Analysis-Nvidia investor dilemma: how much is too much in a stock portfolio?

By David Randall

NEW YORK (Reuters) – Outsized positions in artificial intelligence darling Nvidia have boosted portfolio managers’ returns this year but the bets stand to magnify risk if the chipmaker’s red-hot shares see a reversal of fortune.

Nvidia shares are up about 785% since the start of 2023 and have risen some 160% this year alone, boosted by demand for its chips, seen as the gold standard in the AI field. Nvidia briefly became the world’s most valuable company in June before a dip in its shares returned that title to Microsoft.

Asset managers’ holdings of the chipmaker have swelled alongside its stock price. Morningstar data showed that 355 actively managed funds held Nvidia positions that totaled 5% or more of their assets at the end of the first quarter, compared to just 108 funds in the same period last year. Funds can maintain large positions in a single holding for a variety of reasons, whether to maximize profits or to track a stock’s weight in an index to which the fund is benchmarked.

“There’s a mindset among some portfolio managers that they missed the boat on Apple or Microsoft and they don’t want to be wrong on AI,” said Jack Shannon, a senior Morningstar analyst. “They don’t want to sell.”

The oversized positions in Nvidia are another example of how investors have cast their lots with a handful of massive growth stocks, leading to one of the most concentrated market advances ever. Nvidia alone has accounted for around a third of the S&P 500’s nearly 17% gain this year, according to S&P Dow Jones Indices.

Overall, markets are the third-narrowest since 1986, with only 24% of stocks in the S&P 500 outperforming the index in the first half, according to BofA Global Research strategists.

Funds that owned Nvidia have so far reaped the benefits. Actively-managed U.S. equity funds that held the stock were up 16.3% on average over the first six months of 2024, compared with an average 5.7% return among those that did not own Nvidia, Morningstar data showed.

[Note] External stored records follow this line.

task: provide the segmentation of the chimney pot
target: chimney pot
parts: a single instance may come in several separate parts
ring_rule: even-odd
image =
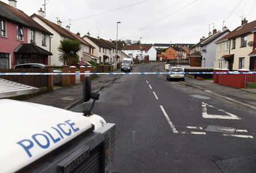
[[[243,20],[242,20],[242,26],[247,24],[247,22],[248,22],[248,20],[246,20],[246,19],[245,18],[243,19]]]
[[[61,27],[61,22],[60,21],[60,20],[59,20],[58,22],[57,22],[57,24],[58,26],[59,26],[60,27]]]
[[[215,33],[217,33],[217,29],[214,29],[213,31],[212,31],[212,34],[215,34]]]
[[[9,0],[9,5],[12,6],[14,8],[16,9],[17,7],[17,1],[15,0]]]
[[[40,8],[40,10],[38,11],[38,15],[40,16],[41,17],[44,17],[44,12],[43,11],[42,8]]]
[[[69,27],[68,25],[67,25],[67,26],[66,26],[66,29],[68,30],[68,31],[69,31],[69,29],[70,29],[70,27]]]

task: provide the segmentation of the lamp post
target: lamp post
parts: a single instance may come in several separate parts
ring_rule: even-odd
[[[121,22],[117,22],[117,47],[116,47],[116,49],[115,49],[115,58],[117,58],[117,37],[118,35],[118,23],[121,23]],[[115,58],[114,58],[114,62],[115,62]]]
[[[139,64],[141,64],[141,57],[140,57],[140,54],[141,54],[141,39],[142,39],[142,37],[139,37]]]

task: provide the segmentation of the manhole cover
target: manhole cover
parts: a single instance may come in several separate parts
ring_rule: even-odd
[[[193,98],[200,99],[207,99],[207,100],[210,99],[210,98],[209,98],[209,97],[207,97],[206,96],[196,94],[196,95],[191,95],[190,96]]]
[[[228,126],[208,125],[204,130],[211,132],[234,134],[236,131],[236,128]]]

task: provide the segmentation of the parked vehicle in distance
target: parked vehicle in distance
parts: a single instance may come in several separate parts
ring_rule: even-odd
[[[167,72],[177,72],[183,73],[184,72],[184,69],[180,67],[174,66],[169,67],[169,69],[167,70]],[[183,81],[185,81],[185,75],[183,74],[167,74],[166,78],[169,81],[171,81],[174,79],[180,79]]]
[[[121,71],[129,71],[131,72],[133,70],[133,58],[125,58],[122,61]]]
[[[46,65],[38,63],[29,63],[29,64],[22,64],[15,65],[14,69],[44,69]],[[59,73],[61,72],[61,70],[56,70],[53,68],[53,72]]]
[[[84,61],[80,61],[79,62],[77,62],[77,64],[76,64],[76,67],[77,68],[79,68],[80,66],[84,66],[85,67],[87,67],[88,66],[92,66],[92,64],[89,63],[88,62]]]

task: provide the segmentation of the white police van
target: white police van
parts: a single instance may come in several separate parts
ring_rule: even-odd
[[[115,125],[90,113],[86,78],[84,113],[0,99],[0,172],[111,172]]]

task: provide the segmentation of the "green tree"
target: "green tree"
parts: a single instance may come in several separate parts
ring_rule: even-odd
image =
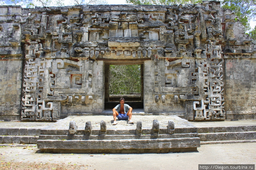
[[[109,94],[129,95],[141,93],[140,65],[111,65]]]
[[[224,0],[222,7],[233,11],[238,20],[244,26],[246,31],[250,30],[249,21],[256,17],[256,1],[255,0]]]
[[[194,4],[201,3],[202,0],[126,0],[127,4],[134,5],[172,5],[175,4]]]

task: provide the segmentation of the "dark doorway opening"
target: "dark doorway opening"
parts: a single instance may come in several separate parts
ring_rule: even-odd
[[[143,65],[105,63],[105,109],[112,109],[121,97],[133,109],[143,109]]]

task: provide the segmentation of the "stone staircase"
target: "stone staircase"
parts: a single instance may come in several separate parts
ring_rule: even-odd
[[[138,113],[138,115],[139,115],[139,112]],[[220,124],[214,127],[196,128],[193,126],[190,127],[190,125],[188,126],[190,123],[184,120],[185,122],[182,123],[176,122],[175,128],[172,132],[173,133],[170,134],[166,127],[168,121],[163,122],[159,120],[160,128],[158,134],[156,135],[152,133],[152,120],[149,120],[148,125],[145,123],[148,119],[149,117],[148,117],[155,116],[156,117],[159,117],[159,120],[160,120],[162,118],[160,117],[161,116],[166,117],[169,116],[136,116],[144,117],[144,120],[141,118],[139,119],[142,121],[141,134],[138,134],[136,123],[130,125],[126,124],[126,122],[124,123],[122,121],[119,122],[116,126],[113,126],[110,124],[107,124],[105,133],[101,134],[100,120],[96,118],[98,117],[98,116],[85,116],[87,118],[93,118],[95,120],[93,123],[96,124],[95,126],[98,126],[93,127],[91,133],[89,135],[85,135],[84,127],[86,121],[83,121],[81,119],[76,121],[77,124],[80,128],[78,128],[76,134],[73,135],[69,135],[69,122],[68,124],[63,122],[62,120],[55,123],[41,123],[32,127],[32,125],[36,123],[26,124],[28,123],[19,122],[19,125],[15,126],[13,125],[15,125],[18,123],[9,122],[8,124],[4,124],[5,122],[2,122],[0,123],[0,124],[2,124],[2,127],[0,127],[0,143],[37,143],[38,148],[43,150],[48,149],[47,148],[47,146],[54,144],[54,145],[55,146],[54,147],[49,149],[54,150],[56,152],[59,151],[60,148],[62,147],[67,148],[67,151],[68,148],[70,148],[68,147],[74,145],[74,143],[75,145],[77,145],[76,148],[77,150],[76,151],[78,152],[79,150],[85,151],[85,149],[87,150],[86,152],[92,152],[89,148],[92,150],[97,148],[99,149],[97,151],[94,150],[94,152],[100,152],[101,150],[105,149],[108,152],[115,151],[116,152],[128,152],[129,150],[129,152],[160,152],[188,151],[189,149],[193,150],[196,149],[196,147],[200,147],[200,145],[256,142],[256,125],[253,125],[254,123],[250,123],[250,125],[245,125],[244,124],[243,125],[231,125],[233,124],[232,122],[223,122],[223,125],[229,123],[229,125],[224,126]],[[106,119],[104,117],[104,116],[102,116],[103,117],[101,119]],[[105,116],[109,117],[109,116]],[[111,117],[110,120],[112,118],[111,116],[109,117]],[[86,119],[90,120],[90,118]],[[79,121],[82,122],[83,125],[77,123]],[[98,123],[96,122],[97,121]],[[110,120],[108,121],[110,122]],[[47,127],[49,124],[56,124],[58,125]],[[183,127],[182,124],[186,124]],[[222,124],[221,123],[221,124]],[[120,128],[114,128],[116,126]],[[130,145],[128,145],[127,144]],[[188,147],[185,147],[186,145]],[[196,146],[196,149],[195,146]],[[150,147],[155,149],[149,149]],[[191,149],[193,147],[194,149]],[[114,151],[113,149],[116,149]]]
[[[36,144],[40,129],[0,128],[0,143]]]
[[[197,128],[201,145],[256,142],[256,125]]]
[[[37,147],[56,152],[164,153],[195,151],[200,146],[196,128],[186,120],[173,116],[136,117],[141,121],[134,124],[120,121],[113,126],[109,116],[92,116],[91,122],[86,120],[88,116],[69,117],[42,129]]]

Yet concentration in a single stock can hurt investors if Nvidia shares hit a rough patch. While the average price target for the stock among analysts stands at $133.45, some 3% above its current level, according to LSEG data, some market participants point to increasing competition, an expected balance between supply and demand as Nvidia ramps up production, and the company’s rich valuation as possible reasons for a downturn.

The stock trades at 39.3 times forward earnings, about 50% more than its industry median, according to LSEG.

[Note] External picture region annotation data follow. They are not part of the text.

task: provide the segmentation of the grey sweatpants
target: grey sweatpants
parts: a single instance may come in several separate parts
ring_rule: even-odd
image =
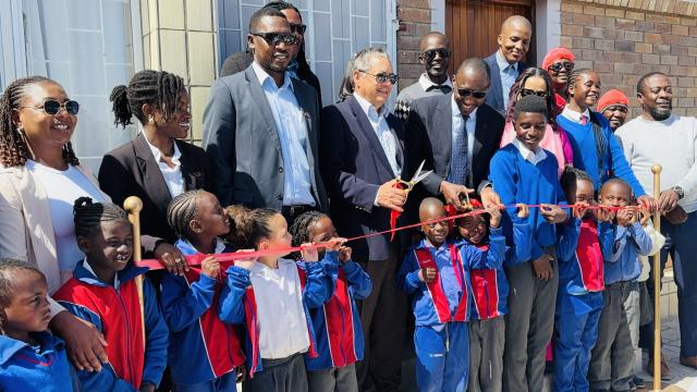
[[[537,392],[545,384],[545,357],[554,331],[559,287],[557,260],[552,270],[551,279],[541,280],[535,278],[531,261],[505,267],[511,291],[505,316],[504,391]]]
[[[469,392],[501,392],[503,373],[504,316],[469,320]]]

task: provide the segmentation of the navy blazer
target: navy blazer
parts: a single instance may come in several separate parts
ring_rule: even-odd
[[[404,167],[402,122],[392,113],[386,120],[398,140],[398,163]],[[339,234],[353,237],[388,230],[391,210],[374,203],[380,185],[394,174],[368,117],[353,96],[322,109],[320,140],[322,177]],[[351,246],[358,261],[390,257],[387,234],[352,242]]]
[[[504,113],[506,108],[503,107],[503,93],[501,91],[501,70],[499,69],[499,63],[497,62],[497,52],[493,52],[493,54],[486,58],[485,61],[487,62],[487,64],[489,64],[489,69],[491,71],[491,86],[489,86],[489,90],[487,91],[485,103],[498,110],[500,113]],[[518,61],[518,74],[521,74],[528,68],[528,64],[524,63],[523,61]]]

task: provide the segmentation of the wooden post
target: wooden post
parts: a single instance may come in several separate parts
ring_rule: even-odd
[[[653,199],[661,196],[661,166],[653,164]],[[653,213],[653,229],[661,232],[661,213]],[[661,390],[661,252],[653,255],[653,391]]]

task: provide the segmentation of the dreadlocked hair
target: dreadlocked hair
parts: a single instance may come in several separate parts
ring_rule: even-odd
[[[186,87],[184,79],[164,71],[145,70],[136,73],[129,86],[117,86],[111,90],[109,100],[114,114],[114,125],[132,124],[135,115],[142,124],[147,123],[143,106],[148,103],[162,112],[164,121],[169,121],[179,107],[179,99]]]
[[[88,237],[101,222],[123,220],[129,222],[126,211],[112,203],[94,203],[90,197],[81,197],[73,205],[75,236]],[[130,224],[130,223],[129,223]]]
[[[24,166],[26,160],[30,158],[26,138],[12,120],[12,114],[15,110],[20,110],[22,99],[29,86],[45,83],[58,85],[56,81],[44,76],[23,77],[10,83],[4,89],[4,93],[2,93],[2,96],[0,96],[1,166]],[[73,151],[73,146],[70,142],[63,146],[63,160],[72,166],[80,164],[80,160],[75,156],[75,151]]]
[[[198,197],[204,189],[188,191],[174,197],[167,207],[167,223],[180,238],[186,238],[188,223],[198,215]]]
[[[289,230],[293,236],[293,246],[299,246],[301,244],[310,242],[309,228],[323,217],[327,216],[318,211],[307,211],[297,217]],[[296,260],[301,259],[299,252],[293,252],[291,256]]]

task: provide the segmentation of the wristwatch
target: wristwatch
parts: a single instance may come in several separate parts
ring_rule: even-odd
[[[685,191],[683,191],[682,187],[675,185],[671,188],[671,191],[675,192],[677,194],[677,198],[682,199],[683,197],[685,197]]]

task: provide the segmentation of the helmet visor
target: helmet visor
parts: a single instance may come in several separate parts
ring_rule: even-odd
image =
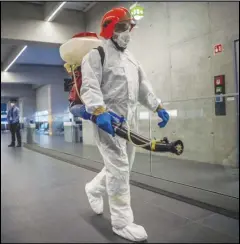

“Does having 6% or more of your portfolio in one stock create outsized risks? The answer is obviously, yes,” said Phil Orlando, chief equity market strategist at Federated Hermes. “The fact that one stock did take off like a rocket ship doesn’t mean that it was smart … to have that many eggs in one basket.”

Investors got a taste of how concentrated positions can be a two-way street last week, following a sharp, one-day rotation out of Big Tech stocks sparked by cooler inflation data. Nvidia fell nearly 6% on Thursday, its biggest daily drop in more than two weeks, while the tech-heavy Nasdaq 100 lost about 2.2%. Both pared those losses the following day.

‘TWINGE OF REGRET’

Technology-sector funds overall have the largest weightings in Nvidia, with four Fidelity funds each holding more than 18% of their assets in the stock, according to Morningstar. Yet other, more diversified, funds appear to be taking on similar risks, with the Baron Fifth Avenue Growth fund holding nearly 15% of its portfolio in Nvidia and the Fidelity Blue Chip Growth fund holding about 13% of its portfolio in the stock. Both firms declined to comment.

Anthony Zackery, a portfolio manager at Zevenbergen Capital Investments, has owned Nvidia since 2016 and continues to maintain a core position, though he has trimmed it periodically to keep within his firm’s risk-tolerance guidelines. The fund can hold as much as 13% of one stock in growth portfolios to keep in line with weightings in its benchmark, the Russell 3000 Growth Index.

“This is a company that is at the forefront of the next trend in technology,” he said.

Some who sold out entirely, on the other hand, wish they had held on longer.

Kevin Landis, chief investment officer at Firsthand Capital Management, said he was “prudent” and took profits in 2020 in a Nvidia position he owned for several years. Still, he can’t help thinking about the gains he missed out on.

“I can’t look at any of my screens now without feeling a twinge of regret,” he said.